Plot: If faithful Gus can only help the racehorse BIG BOY to win the Kentucky Derby the white folks who employ him will be saved from financial ruin.
Strange, offbeat, bizarre, unique. All of these terms can describe this film which features legendary entertainer Al Jolson in blackface, playing a black man. While acted with tongue very firmly planted in cheek, and meant solely for lighthearted entertainment, this movie will definitely not be to every viewer’s taste. Not until the final minutes does Jolson appear as himself, joking with the audience and reprising the film’s dullest song yet once again.
The movie obviously has its roots in the minstrel tradition in which a group of musical white men would perform, made-up as blacks. Also, Jolson’s own career involved extensive use of blackface routines and he had become quite celebrated for them. For their time, these were all considered quite normal and not offensive (to white audiences). It should also be noted that racial meandering was engaged in routinely in films for decades, with several top white stars (Helen Hayes, Paul Muni, Kate Hepburn, Ramon Novarro, Edward G. Robinson) playing Asian roles, although these were usually done for a serious, and not a comedic, purpose.
Once past the initial oddity, it must be said that Jolson is certainly fun to watch and is obviously having a great time. Singing constantly (none of his big hits, but he does well with a couple of old Spirituals), wisecracking and ad-libbing shamelessly, he is impossible to ignore.

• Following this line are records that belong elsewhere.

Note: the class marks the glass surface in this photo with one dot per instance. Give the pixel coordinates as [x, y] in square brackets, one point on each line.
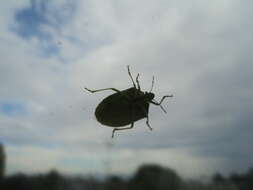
[198, 51]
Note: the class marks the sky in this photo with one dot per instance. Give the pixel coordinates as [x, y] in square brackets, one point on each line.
[200, 51]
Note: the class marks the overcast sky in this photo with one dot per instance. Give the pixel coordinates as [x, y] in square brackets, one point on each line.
[200, 51]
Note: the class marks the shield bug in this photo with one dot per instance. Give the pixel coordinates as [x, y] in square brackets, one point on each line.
[127, 106]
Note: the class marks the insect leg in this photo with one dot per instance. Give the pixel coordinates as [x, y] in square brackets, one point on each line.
[119, 128]
[129, 73]
[114, 89]
[146, 113]
[159, 104]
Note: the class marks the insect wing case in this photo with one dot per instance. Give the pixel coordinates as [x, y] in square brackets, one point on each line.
[120, 109]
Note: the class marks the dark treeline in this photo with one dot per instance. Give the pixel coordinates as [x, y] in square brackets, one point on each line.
[147, 177]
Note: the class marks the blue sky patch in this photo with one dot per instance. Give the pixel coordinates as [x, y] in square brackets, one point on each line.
[29, 23]
[12, 109]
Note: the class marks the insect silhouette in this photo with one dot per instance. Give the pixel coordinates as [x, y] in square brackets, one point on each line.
[127, 106]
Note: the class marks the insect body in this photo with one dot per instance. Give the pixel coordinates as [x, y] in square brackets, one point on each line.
[125, 107]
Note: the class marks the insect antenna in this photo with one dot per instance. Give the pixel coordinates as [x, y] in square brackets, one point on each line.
[153, 80]
[160, 106]
[137, 81]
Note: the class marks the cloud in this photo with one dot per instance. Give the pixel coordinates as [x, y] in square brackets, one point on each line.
[199, 52]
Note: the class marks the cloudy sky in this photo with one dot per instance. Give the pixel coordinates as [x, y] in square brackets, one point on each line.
[200, 51]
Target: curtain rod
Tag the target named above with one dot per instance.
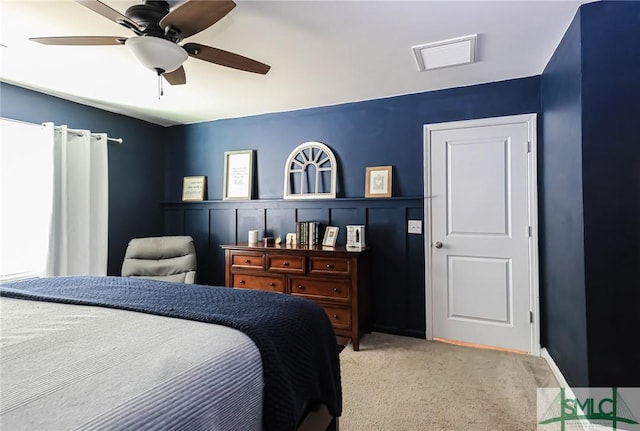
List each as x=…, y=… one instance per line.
x=75, y=132
x=78, y=133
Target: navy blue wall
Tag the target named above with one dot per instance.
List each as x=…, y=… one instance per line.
x=611, y=178
x=591, y=198
x=562, y=284
x=379, y=132
x=135, y=167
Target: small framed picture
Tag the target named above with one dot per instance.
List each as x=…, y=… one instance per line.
x=238, y=174
x=194, y=188
x=330, y=236
x=378, y=182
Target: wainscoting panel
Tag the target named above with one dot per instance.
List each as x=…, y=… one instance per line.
x=397, y=270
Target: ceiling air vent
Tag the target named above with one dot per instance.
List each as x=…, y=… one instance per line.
x=446, y=53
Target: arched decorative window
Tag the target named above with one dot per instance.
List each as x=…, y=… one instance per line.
x=310, y=172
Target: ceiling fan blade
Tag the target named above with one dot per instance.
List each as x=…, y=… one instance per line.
x=193, y=16
x=225, y=58
x=80, y=40
x=177, y=77
x=109, y=13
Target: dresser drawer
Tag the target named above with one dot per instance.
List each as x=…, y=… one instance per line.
x=258, y=282
x=285, y=263
x=321, y=288
x=329, y=265
x=340, y=317
x=247, y=260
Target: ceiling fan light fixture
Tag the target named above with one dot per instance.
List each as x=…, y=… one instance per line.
x=156, y=53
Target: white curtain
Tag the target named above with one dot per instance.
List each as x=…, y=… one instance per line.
x=79, y=221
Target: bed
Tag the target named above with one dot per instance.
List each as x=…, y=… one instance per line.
x=121, y=353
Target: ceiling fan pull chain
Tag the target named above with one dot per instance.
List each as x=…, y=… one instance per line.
x=160, y=89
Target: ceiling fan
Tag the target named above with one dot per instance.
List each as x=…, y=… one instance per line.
x=159, y=30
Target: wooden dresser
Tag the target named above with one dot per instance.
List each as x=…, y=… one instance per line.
x=334, y=277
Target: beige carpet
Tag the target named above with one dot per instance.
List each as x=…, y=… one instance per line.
x=399, y=383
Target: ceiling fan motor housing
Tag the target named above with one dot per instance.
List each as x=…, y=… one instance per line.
x=148, y=16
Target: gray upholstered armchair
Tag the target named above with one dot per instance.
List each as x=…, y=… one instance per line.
x=167, y=258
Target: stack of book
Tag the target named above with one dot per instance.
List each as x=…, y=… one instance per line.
x=308, y=233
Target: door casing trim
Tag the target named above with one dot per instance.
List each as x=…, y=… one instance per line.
x=534, y=279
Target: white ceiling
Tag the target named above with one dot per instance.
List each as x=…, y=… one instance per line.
x=321, y=53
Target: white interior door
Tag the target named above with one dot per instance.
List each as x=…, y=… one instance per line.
x=481, y=244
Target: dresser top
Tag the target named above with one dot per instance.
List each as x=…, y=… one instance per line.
x=296, y=248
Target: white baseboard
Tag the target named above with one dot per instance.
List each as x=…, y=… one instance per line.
x=544, y=353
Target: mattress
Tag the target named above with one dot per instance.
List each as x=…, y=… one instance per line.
x=85, y=367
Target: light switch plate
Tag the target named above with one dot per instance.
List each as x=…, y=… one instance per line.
x=415, y=226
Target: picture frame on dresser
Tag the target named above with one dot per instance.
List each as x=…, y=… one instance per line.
x=330, y=236
x=238, y=174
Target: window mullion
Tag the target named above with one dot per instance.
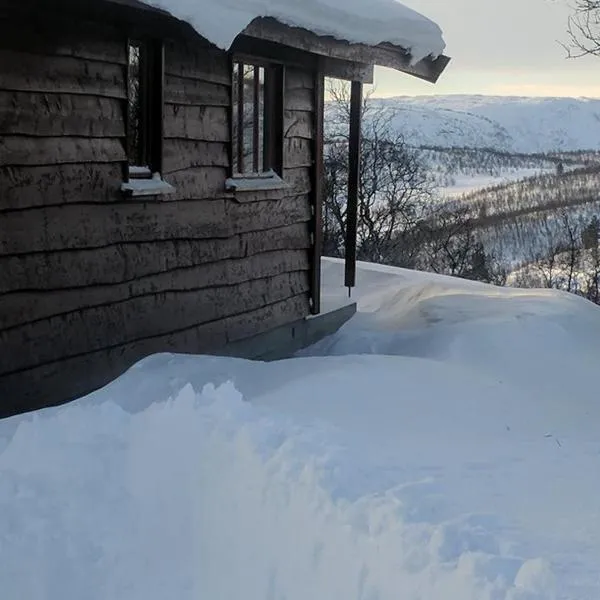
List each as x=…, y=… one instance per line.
x=240, y=117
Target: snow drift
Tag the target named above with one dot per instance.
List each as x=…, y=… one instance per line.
x=443, y=445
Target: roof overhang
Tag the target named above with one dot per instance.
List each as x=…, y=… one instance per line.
x=385, y=55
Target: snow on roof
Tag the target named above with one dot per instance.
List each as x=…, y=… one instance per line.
x=368, y=22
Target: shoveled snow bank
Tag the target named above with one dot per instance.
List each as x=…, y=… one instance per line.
x=360, y=21
x=462, y=465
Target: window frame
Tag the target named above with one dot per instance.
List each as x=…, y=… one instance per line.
x=268, y=175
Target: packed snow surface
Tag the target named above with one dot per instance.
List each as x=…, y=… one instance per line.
x=443, y=445
x=360, y=21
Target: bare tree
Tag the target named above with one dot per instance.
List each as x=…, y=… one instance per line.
x=584, y=29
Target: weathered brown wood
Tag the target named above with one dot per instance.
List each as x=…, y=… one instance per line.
x=245, y=45
x=197, y=61
x=137, y=318
x=53, y=35
x=385, y=55
x=20, y=150
x=27, y=187
x=190, y=154
x=298, y=123
x=25, y=307
x=207, y=123
x=179, y=90
x=300, y=98
x=68, y=379
x=264, y=319
x=22, y=71
x=36, y=114
x=124, y=262
x=317, y=193
x=296, y=78
x=354, y=142
x=95, y=225
x=297, y=152
x=347, y=70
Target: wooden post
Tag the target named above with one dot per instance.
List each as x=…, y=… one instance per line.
x=317, y=191
x=157, y=111
x=353, y=182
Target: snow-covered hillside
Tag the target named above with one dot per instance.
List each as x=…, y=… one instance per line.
x=512, y=124
x=442, y=446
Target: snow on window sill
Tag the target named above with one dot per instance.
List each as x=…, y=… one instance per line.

In his heyday, he was one of the most popular performers in the world and it’s easy to see why.
Although Jolson dominates the film, there are a couple of other performers worth noting. Wonderful old character actress Louise Closser Hale, always a joy to watch, plays the plantation matriarch. In a lengthy & superfluous flashback scene, beefy Noah Beery appears as a bullying braggadocio who harasses Jolson.
It probably goes without saying that there is a fair amount of racism woven into the plot. From the Dvd!